Contingencies are legal clauses stating that certain requirements that must be met before the contract can go to settlement. Contingencies protect the buyer’s interest, and allow the buyer to terminate the contract and keep their earnest money (deposit given at the time of a ratified contract). We have broken down the different types of contingencies a seller might run across when selling their home.

Home sale contingency
• The buyer’s offer is contingent on them selling their home first. Basically the buyer is saying, “I’ll buy your property, but I need to sell mine first.” The risk is high for the seller in this situation because
• Seller’s don’t know when the buyer’s property will sell, it’s possible for the seller’s home to be tied up for weeks or months. Even worse, maybe the buyer’s sale is contingent on the sale by his or her purchaser. You are taking a risk by removing your home from the market to accommodate someone who may never be able to close the deal. Kick out addendums can be used to lower the risk, and seller’s can still market the property while the contract is in place.

Financing contingency
• The buyer’s offer is contingent on their lender approving their mortgage. This contingency is standard in the real estate world.
• Most buyers need to finance their home purchase, on average financing around 88% of the purchase. Nonetheless, a financing contingency entails risk since even pre-approved buyers may lose the loan if they lose a source of income, acquire debt, a sudden spike in rates, or your property not meeting the lender’s requirements .

Inspection contingency
• This is another common contingency it means the buyer’s offer is contingent on the home inspection report. Buyers use the findings as leverage to negotiate a better deal, asking the seller to handle the repairs or include repair credits in the sale to cover the costs. The buyer must order and review the inspection within a certain number of days, or waive it. If the seller refuses to the terms the buyer is requesting, the buyer can walk away with their earnest money.
• 95 % of your offers will contain a home inspection contingency and is usually the reason many contracts are terminated or delayed. We recommend that sellers, conduct their own home inspection before you list property. The small fee for a home inspection could save you in the long run.

Appraisal contingency
• This means the buyer’s offer is contingent on the home appraising for an equal or higher value than the offer amount. This is different than the financing contingency.

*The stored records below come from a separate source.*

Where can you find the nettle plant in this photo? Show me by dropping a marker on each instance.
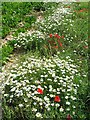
(45, 87)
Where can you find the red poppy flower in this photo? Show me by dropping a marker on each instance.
(86, 47)
(40, 91)
(68, 117)
(68, 6)
(50, 35)
(57, 99)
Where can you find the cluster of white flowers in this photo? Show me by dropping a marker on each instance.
(40, 80)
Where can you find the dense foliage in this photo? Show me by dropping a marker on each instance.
(50, 78)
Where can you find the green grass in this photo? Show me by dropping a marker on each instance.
(36, 66)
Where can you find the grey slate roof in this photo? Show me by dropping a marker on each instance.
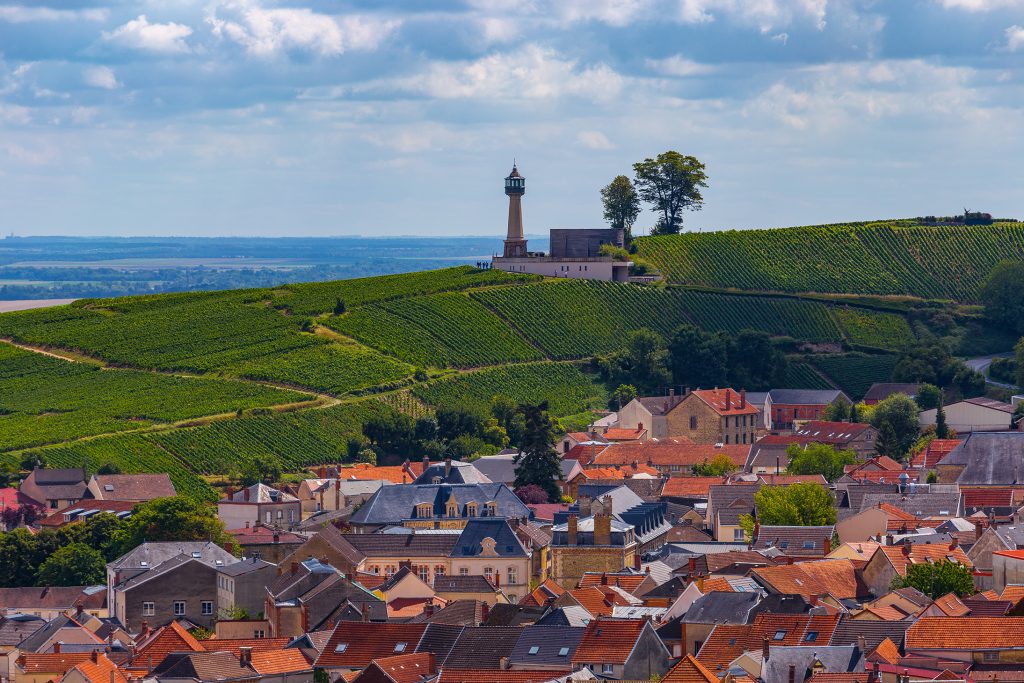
(391, 505)
(989, 458)
(470, 543)
(550, 646)
(805, 396)
(722, 607)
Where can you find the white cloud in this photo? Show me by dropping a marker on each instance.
(139, 34)
(266, 32)
(764, 13)
(528, 73)
(1015, 38)
(22, 14)
(594, 139)
(100, 77)
(678, 66)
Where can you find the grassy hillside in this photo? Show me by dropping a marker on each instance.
(894, 257)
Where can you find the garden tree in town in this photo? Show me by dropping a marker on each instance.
(797, 505)
(622, 205)
(937, 579)
(623, 394)
(896, 419)
(1000, 294)
(176, 518)
(698, 358)
(76, 564)
(929, 396)
(818, 459)
(720, 465)
(643, 363)
(539, 463)
(670, 182)
(839, 410)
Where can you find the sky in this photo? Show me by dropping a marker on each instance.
(402, 117)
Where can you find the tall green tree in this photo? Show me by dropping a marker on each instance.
(539, 463)
(818, 459)
(671, 182)
(896, 419)
(171, 519)
(622, 205)
(937, 579)
(698, 358)
(1003, 296)
(77, 564)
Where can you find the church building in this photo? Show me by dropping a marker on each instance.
(573, 253)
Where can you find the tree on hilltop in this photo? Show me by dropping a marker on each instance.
(671, 182)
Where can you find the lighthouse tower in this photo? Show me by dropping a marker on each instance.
(515, 187)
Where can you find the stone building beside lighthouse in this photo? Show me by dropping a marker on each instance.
(572, 253)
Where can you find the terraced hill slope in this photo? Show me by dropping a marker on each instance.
(890, 257)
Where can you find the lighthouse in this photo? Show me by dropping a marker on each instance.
(515, 187)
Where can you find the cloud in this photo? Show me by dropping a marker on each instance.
(528, 73)
(678, 66)
(594, 139)
(100, 77)
(139, 34)
(22, 14)
(1015, 38)
(266, 32)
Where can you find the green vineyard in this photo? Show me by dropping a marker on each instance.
(890, 257)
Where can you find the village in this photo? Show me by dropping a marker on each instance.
(702, 536)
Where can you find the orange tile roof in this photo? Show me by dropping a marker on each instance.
(233, 645)
(836, 577)
(966, 633)
(886, 651)
(608, 641)
(627, 582)
(666, 453)
(163, 641)
(100, 670)
(689, 670)
(725, 401)
(792, 629)
(407, 668)
(497, 676)
(922, 552)
(690, 486)
(951, 605)
(50, 663)
(285, 660)
(725, 643)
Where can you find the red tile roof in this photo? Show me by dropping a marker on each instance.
(284, 660)
(608, 641)
(354, 644)
(689, 670)
(725, 401)
(966, 633)
(690, 486)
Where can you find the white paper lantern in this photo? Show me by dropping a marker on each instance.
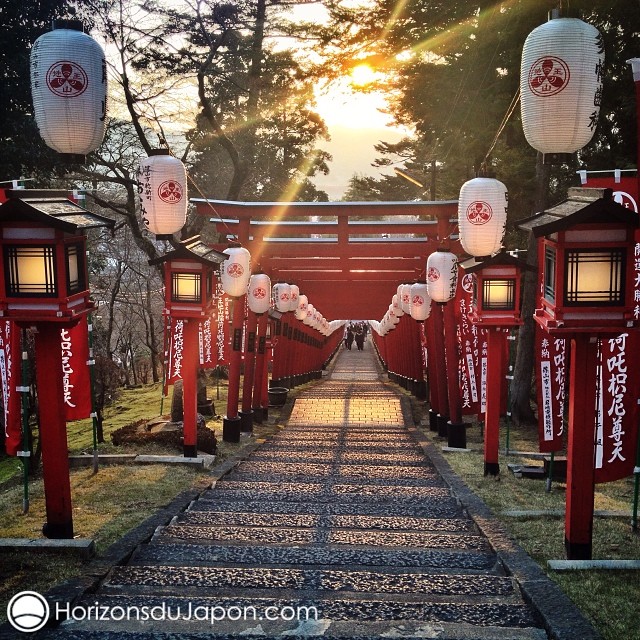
(396, 306)
(259, 293)
(404, 296)
(302, 308)
(442, 275)
(235, 271)
(420, 301)
(162, 186)
(293, 301)
(310, 313)
(281, 296)
(69, 90)
(561, 85)
(482, 216)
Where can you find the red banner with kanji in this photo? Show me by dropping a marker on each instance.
(176, 350)
(551, 364)
(10, 360)
(222, 319)
(207, 350)
(617, 407)
(469, 342)
(76, 377)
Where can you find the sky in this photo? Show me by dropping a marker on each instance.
(356, 123)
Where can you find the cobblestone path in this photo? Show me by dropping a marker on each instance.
(341, 513)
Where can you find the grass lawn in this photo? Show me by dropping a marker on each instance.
(610, 599)
(105, 505)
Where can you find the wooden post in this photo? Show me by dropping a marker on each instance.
(456, 430)
(258, 382)
(440, 365)
(190, 367)
(495, 348)
(231, 422)
(578, 525)
(246, 414)
(53, 432)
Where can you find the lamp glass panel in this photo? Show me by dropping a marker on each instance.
(31, 271)
(75, 269)
(499, 294)
(550, 274)
(595, 277)
(186, 287)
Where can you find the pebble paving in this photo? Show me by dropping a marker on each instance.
(341, 511)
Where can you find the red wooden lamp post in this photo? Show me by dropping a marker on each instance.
(189, 288)
(44, 285)
(585, 247)
(495, 306)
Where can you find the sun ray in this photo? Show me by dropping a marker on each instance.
(289, 194)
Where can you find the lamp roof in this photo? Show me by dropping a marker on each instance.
(51, 208)
(503, 257)
(581, 207)
(193, 249)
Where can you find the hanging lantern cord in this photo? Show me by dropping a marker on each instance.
(507, 116)
(217, 215)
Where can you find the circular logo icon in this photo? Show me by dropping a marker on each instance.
(479, 212)
(235, 270)
(548, 75)
(28, 611)
(67, 79)
(467, 283)
(170, 192)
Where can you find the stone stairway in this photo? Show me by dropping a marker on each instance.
(339, 527)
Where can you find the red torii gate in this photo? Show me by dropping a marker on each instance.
(347, 257)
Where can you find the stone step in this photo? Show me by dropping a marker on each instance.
(386, 523)
(198, 613)
(310, 491)
(426, 479)
(331, 630)
(216, 534)
(417, 584)
(445, 506)
(253, 469)
(166, 552)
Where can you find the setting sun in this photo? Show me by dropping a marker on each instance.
(362, 75)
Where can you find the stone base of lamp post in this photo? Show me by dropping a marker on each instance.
(491, 468)
(433, 420)
(443, 426)
(246, 421)
(231, 429)
(457, 435)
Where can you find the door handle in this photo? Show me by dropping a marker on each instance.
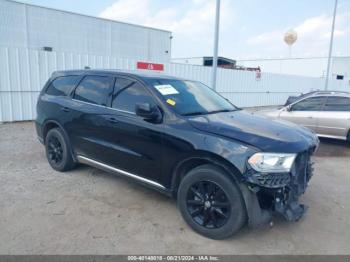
(113, 120)
(65, 109)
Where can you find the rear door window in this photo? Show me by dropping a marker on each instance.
(62, 86)
(310, 104)
(128, 93)
(94, 89)
(337, 103)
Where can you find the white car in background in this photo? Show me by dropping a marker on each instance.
(326, 113)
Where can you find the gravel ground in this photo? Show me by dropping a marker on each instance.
(87, 211)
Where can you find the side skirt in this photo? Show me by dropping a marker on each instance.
(108, 168)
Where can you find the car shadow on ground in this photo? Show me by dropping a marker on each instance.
(333, 148)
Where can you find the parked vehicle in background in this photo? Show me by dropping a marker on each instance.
(326, 113)
(225, 167)
(292, 99)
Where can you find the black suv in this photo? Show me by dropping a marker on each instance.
(224, 166)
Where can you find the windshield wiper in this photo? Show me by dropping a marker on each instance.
(195, 113)
(221, 111)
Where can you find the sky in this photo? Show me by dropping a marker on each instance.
(249, 29)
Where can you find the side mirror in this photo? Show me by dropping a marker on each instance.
(148, 112)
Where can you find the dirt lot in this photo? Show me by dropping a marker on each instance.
(87, 211)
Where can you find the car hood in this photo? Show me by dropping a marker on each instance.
(266, 134)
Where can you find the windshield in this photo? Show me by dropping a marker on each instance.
(190, 97)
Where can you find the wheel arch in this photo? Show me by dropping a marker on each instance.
(197, 159)
(50, 124)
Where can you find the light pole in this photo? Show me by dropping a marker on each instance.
(331, 46)
(216, 43)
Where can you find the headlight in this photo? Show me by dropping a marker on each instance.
(272, 162)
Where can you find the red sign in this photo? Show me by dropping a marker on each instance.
(150, 66)
(258, 74)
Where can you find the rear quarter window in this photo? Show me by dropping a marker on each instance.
(62, 86)
(94, 89)
(337, 104)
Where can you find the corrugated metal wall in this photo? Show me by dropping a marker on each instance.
(33, 27)
(24, 71)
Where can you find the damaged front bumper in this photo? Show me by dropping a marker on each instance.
(268, 193)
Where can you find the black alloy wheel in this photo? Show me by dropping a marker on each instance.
(55, 150)
(208, 204)
(58, 151)
(211, 202)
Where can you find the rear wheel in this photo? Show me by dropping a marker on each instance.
(211, 203)
(58, 151)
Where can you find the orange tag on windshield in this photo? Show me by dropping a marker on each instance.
(171, 102)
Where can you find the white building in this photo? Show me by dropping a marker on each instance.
(34, 27)
(314, 66)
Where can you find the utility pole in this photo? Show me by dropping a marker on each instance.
(331, 46)
(216, 43)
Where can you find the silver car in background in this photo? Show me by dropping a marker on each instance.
(326, 113)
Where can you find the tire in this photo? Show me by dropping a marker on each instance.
(58, 151)
(226, 212)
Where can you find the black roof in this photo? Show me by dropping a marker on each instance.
(134, 73)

• The purchasers bank will hire a licensed appraiser to determine the value of the home, based on its overall condition, location and the sales of similar properties in your neighborhood. If their appraisal comes in low, both parties can walk away from a deal in a sellers’ market some sellers can ask the buyer to make up the difference between their offer amount and the loan in cash, however this is unlikely to happen since the buyer will end up with negative equity.